Kapitalist Dünya Ekonomisi Nereye Gidiyor?



Perşembe, 30 Ocak 2014

Kapitalist Dünya Ekonomisi Nereye Gidiyor?Mecnun KORUTÜRKKelebek etkisi aslında Edward N.Lorenz'in çalışmalarından biri olan Kaos Teorisi ile ilgili bir kavramdır. Kelebek etkisi, bir sistemin başlangıç verilerindeki küçük değişikliklerin büyük ve öngörülemez sonuçlar doğurabilmesine verilen addır. Daha sonraları verdiği şu örnek ile ünlenmiştir. "Amazon Ormanları'nda bir kelebeğin kanat çırpması, ABD'de fırtına kopmasına neden olabilir. Farklı bir örnekle bu, bir kelebeğin kanat çırpması, Dünyanın yarısını dolaşabilecek bir kasırganın oluşmasına neden olabilir." Bu ifade Kelebek Etkisi kavramının ün yapmasına neden olmuş fakat teori daha çok yaratılan bir kaosun büyüyerek artmasını ifade etmektedir.

Kapitalist dünya ekonomisi olarak adlandırdığımız dünya sisteminde kısa ve uzun vadede öngörülerde bulunmak için iktisatçıların yaptığını yapmak gerekirdi. İktisatçılar bir öngörüde bulunmak için tüm diğer değişkenlerin sabit olduğunu farz ederek hareket ediyorlar.

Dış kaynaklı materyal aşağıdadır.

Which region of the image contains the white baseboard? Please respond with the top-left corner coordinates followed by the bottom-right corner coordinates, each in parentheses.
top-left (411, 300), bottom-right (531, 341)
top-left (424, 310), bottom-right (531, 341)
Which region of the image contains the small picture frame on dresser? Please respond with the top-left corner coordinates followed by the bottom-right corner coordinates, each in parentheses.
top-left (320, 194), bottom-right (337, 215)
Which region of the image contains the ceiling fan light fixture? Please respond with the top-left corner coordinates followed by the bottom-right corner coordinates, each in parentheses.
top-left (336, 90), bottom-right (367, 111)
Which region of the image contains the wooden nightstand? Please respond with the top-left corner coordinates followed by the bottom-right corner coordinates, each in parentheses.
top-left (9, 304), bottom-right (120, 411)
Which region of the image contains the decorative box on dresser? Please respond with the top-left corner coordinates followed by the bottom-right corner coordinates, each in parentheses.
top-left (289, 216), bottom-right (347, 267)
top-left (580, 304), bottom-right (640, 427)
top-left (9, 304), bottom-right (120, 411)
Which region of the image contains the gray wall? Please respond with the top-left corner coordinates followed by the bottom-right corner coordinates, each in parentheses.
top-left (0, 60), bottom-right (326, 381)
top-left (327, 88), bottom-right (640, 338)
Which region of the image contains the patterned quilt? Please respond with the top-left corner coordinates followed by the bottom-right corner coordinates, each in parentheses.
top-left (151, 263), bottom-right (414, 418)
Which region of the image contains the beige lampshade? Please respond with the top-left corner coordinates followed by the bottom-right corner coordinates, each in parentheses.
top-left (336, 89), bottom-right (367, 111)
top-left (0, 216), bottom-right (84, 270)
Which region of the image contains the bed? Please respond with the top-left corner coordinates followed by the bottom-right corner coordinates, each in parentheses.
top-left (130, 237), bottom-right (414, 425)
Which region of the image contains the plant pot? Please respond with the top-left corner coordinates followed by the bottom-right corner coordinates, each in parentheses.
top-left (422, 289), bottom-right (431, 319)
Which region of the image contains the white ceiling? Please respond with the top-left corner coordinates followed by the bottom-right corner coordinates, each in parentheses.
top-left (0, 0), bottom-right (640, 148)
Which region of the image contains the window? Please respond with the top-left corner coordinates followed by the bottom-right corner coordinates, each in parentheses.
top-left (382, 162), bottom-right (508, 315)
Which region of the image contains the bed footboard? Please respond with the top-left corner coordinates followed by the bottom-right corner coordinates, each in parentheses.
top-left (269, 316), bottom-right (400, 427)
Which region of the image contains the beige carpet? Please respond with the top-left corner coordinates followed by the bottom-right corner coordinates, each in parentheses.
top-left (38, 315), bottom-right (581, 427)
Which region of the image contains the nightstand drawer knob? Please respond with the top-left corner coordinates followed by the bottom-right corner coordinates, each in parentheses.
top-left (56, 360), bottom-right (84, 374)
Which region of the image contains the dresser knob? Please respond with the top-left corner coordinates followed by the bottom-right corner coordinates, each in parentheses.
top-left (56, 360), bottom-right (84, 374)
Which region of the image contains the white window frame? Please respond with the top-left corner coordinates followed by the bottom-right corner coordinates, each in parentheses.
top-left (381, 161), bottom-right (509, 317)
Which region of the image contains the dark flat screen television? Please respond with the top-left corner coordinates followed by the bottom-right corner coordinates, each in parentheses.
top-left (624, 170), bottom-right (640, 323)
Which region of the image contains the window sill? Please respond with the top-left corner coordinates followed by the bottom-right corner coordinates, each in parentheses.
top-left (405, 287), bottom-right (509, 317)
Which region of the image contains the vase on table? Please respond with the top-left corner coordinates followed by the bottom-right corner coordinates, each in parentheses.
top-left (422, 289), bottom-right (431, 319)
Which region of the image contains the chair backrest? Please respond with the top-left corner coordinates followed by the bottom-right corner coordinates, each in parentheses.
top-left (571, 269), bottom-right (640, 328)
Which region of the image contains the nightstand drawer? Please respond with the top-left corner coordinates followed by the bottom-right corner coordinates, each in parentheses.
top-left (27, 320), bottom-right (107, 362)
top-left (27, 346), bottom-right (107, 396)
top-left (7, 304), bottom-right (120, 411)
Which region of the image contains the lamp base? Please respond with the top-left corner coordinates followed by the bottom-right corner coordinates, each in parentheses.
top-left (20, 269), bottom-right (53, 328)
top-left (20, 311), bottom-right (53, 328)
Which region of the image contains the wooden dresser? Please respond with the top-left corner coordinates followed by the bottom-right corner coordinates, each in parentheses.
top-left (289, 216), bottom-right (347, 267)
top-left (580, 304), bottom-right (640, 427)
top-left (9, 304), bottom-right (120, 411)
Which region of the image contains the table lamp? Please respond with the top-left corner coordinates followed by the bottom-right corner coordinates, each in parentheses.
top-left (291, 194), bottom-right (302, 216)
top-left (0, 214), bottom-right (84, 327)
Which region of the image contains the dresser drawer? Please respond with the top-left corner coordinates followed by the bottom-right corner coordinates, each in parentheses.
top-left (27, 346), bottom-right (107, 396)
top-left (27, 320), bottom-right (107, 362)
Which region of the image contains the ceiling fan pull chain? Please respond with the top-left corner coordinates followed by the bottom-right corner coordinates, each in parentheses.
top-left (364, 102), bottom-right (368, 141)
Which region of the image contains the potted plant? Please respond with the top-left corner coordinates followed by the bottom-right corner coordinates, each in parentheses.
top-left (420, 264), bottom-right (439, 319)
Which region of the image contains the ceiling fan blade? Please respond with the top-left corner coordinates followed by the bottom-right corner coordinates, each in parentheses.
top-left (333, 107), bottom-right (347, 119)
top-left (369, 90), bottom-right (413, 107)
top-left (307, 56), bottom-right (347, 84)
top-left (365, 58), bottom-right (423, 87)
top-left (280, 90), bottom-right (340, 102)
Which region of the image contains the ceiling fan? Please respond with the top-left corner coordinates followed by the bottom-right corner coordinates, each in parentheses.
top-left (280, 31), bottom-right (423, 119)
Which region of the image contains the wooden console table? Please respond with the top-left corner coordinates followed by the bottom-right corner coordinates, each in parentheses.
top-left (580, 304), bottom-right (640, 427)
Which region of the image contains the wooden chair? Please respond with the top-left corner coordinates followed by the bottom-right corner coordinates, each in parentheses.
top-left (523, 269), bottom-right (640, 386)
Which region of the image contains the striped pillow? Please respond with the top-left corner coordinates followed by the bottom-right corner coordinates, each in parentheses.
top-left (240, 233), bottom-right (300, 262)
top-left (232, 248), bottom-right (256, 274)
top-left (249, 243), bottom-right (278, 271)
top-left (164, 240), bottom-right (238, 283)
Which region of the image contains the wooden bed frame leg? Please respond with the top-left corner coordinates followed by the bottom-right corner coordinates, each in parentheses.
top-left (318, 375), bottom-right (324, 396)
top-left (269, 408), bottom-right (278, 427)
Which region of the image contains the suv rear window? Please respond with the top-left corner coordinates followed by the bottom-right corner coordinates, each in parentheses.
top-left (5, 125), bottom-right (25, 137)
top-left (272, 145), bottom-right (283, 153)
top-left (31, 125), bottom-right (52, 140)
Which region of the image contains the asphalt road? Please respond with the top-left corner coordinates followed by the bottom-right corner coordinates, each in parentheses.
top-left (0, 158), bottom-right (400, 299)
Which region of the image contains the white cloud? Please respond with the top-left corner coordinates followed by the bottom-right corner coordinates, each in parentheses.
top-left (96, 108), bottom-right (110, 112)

Ama onlarda 2008 krizinde yanıldıklarını gördüler. Nasıl bir dünya sisteminde yaşıyoruz.? Immanuel Wallerstain'de dediği gibi " bu sistemin temel prensibinin sürekli sermaye birikimine dayanan kapitalist dünya-ekonomisi" dir. Yani amaç uğruna bir çok doğrular, kavramlar, etik anlayışı vs ya değişebiliyor ya da göz ardı edilebiliyor.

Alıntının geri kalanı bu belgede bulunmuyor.